— Думаю, тебе лучше уйти, — тихо сказал я.
— Ухожу, ухожу. Но подумай над моими словами. Ты поймешь, что я прав.
— И не спеши возвращаться, — добавил я. — Я не буду рад твоему приходу.
— Но, Мэддокс, теперь, когда...
— Ты уйдешь или нет? Или ты намерен окончательно меня доконать?
Лицо Люмена исказила гримаса боли. Он, несомненно, жалел о сказанном, о том, что несколькими фразами разрушил недавно возникшее между нами доверие. Он сделал лучшее, что было возможно в этой ситуации. Отвел от меня свой печальный взгляд, повернулся и побрел прочь через лужайку.
Что я могу сказать относительно его ужасных обвинений? Они мне кажутся безосновательными. Я попытаюсь сохранить в памяти наиболее острые места нашей беседы, дабы вернуться к ним позднее, когда придет время. И все же в словах Люмена была доля истины, будь это иначе, я не был бы так раздавлен и не счел бы нужным упомянуть об этом эпизоде. Но, как ни велико мое стремление быть предельно честным с самим собою и со своими читателями, слишком нелегко признать справедливость подобного утверждения.
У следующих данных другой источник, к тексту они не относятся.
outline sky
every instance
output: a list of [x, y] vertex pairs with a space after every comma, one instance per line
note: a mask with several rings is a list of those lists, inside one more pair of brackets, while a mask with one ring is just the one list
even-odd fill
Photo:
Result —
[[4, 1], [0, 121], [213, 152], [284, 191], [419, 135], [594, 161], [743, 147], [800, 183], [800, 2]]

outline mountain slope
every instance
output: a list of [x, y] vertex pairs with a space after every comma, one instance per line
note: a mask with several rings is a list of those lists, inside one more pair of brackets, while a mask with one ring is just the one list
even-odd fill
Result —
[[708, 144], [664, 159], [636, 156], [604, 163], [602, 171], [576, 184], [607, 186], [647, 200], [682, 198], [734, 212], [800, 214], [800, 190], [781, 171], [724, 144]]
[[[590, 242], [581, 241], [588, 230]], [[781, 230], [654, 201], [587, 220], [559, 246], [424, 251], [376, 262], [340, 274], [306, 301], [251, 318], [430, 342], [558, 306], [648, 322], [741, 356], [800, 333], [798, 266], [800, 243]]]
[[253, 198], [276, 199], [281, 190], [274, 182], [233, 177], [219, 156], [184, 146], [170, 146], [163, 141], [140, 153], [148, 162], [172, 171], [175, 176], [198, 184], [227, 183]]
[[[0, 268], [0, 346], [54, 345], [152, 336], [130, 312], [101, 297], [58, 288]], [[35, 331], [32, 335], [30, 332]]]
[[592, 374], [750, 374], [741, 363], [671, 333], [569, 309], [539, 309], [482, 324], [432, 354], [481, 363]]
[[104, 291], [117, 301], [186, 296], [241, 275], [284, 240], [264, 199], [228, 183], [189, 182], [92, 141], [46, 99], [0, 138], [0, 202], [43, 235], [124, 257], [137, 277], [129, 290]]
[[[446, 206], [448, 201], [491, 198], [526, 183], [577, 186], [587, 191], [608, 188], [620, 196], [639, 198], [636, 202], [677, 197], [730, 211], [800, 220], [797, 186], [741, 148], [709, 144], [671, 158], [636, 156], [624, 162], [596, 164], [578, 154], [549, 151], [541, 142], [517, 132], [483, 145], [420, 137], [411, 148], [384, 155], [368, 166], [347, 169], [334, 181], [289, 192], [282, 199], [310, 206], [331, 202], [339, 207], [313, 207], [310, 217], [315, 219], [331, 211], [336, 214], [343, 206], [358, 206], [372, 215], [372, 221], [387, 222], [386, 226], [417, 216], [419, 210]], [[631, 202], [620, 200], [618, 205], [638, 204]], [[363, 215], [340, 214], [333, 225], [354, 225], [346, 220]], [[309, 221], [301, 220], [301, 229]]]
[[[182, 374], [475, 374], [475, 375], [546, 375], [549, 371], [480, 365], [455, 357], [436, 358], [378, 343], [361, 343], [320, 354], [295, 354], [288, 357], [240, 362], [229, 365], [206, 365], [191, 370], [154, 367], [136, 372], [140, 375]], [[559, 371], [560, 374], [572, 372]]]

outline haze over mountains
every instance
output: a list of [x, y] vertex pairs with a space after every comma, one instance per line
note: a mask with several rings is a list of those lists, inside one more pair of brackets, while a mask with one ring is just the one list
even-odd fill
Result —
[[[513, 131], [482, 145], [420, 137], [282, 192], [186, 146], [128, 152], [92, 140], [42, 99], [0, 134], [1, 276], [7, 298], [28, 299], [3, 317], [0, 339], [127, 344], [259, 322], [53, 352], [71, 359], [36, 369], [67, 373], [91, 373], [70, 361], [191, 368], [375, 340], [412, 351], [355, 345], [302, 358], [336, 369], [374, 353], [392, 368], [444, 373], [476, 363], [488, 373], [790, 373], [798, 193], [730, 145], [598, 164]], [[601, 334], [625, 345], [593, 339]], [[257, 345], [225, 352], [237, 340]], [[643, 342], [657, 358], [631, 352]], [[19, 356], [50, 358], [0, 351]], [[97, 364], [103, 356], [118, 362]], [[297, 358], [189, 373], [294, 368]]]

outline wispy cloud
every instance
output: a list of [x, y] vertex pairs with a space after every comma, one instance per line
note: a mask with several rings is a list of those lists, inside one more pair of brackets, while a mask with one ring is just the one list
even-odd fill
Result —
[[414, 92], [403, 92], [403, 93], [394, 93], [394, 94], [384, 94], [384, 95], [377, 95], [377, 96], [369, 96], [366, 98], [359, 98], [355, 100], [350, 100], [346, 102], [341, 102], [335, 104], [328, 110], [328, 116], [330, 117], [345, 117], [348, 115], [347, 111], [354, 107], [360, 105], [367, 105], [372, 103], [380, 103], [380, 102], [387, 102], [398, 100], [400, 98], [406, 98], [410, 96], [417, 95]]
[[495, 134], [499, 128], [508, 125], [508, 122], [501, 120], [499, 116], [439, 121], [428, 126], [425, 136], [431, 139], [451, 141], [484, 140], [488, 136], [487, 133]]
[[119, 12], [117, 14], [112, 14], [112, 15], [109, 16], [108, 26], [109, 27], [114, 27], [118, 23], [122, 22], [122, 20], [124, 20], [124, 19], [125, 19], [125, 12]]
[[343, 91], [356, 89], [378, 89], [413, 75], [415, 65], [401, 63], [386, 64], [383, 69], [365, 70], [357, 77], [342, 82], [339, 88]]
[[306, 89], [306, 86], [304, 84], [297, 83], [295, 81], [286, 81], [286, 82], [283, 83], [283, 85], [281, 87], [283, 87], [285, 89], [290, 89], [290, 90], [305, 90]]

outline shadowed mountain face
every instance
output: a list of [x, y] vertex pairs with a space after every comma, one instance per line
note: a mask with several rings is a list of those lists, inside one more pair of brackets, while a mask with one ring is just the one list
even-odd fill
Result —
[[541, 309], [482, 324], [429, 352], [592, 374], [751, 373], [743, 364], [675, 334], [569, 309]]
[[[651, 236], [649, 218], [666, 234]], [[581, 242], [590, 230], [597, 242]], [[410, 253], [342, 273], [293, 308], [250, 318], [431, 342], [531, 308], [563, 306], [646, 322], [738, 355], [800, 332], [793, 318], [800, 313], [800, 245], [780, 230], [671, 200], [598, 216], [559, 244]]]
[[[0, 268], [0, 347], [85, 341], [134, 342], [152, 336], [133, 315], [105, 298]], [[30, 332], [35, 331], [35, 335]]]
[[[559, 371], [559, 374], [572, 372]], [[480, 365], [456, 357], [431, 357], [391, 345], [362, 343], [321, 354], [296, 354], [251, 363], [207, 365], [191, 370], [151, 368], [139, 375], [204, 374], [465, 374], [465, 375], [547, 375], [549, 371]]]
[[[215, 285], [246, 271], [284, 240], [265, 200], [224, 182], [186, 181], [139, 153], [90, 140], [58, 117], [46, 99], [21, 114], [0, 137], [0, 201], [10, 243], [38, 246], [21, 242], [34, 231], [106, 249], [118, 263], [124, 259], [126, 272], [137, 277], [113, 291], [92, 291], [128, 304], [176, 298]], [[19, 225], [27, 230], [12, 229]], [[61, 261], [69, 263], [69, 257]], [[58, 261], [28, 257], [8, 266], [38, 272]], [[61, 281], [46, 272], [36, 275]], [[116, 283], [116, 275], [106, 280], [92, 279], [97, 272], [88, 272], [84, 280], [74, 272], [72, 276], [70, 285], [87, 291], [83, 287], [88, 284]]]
Если я приму точку зрения Люмена, кого мне придется винить в смерти Чийодзё и в собственном увечье, из-за которого мне пришлось провести столько лет в одиночестве и печали, в этой комнате? Только себя. Все это мучительно. Не уверен, что мой рассудок в состоянии вынести такое. Но уверяю вас, если я сумею справиться с собой, то незамедлительно расскажу об этом на следующих страницах.
Хватит. Пора вернуться к истории Рэйчел и Митчелла Гири. Скоро их ждут трудные времена. В начале своего повествования я обещал вам поведать об отчаянии других людей, чтобы вам стало легче от того, что ваши несчастья не столь тягостны. Теперь и мне необходимо окунуться в море чужих слез и обрести в этом успокоение.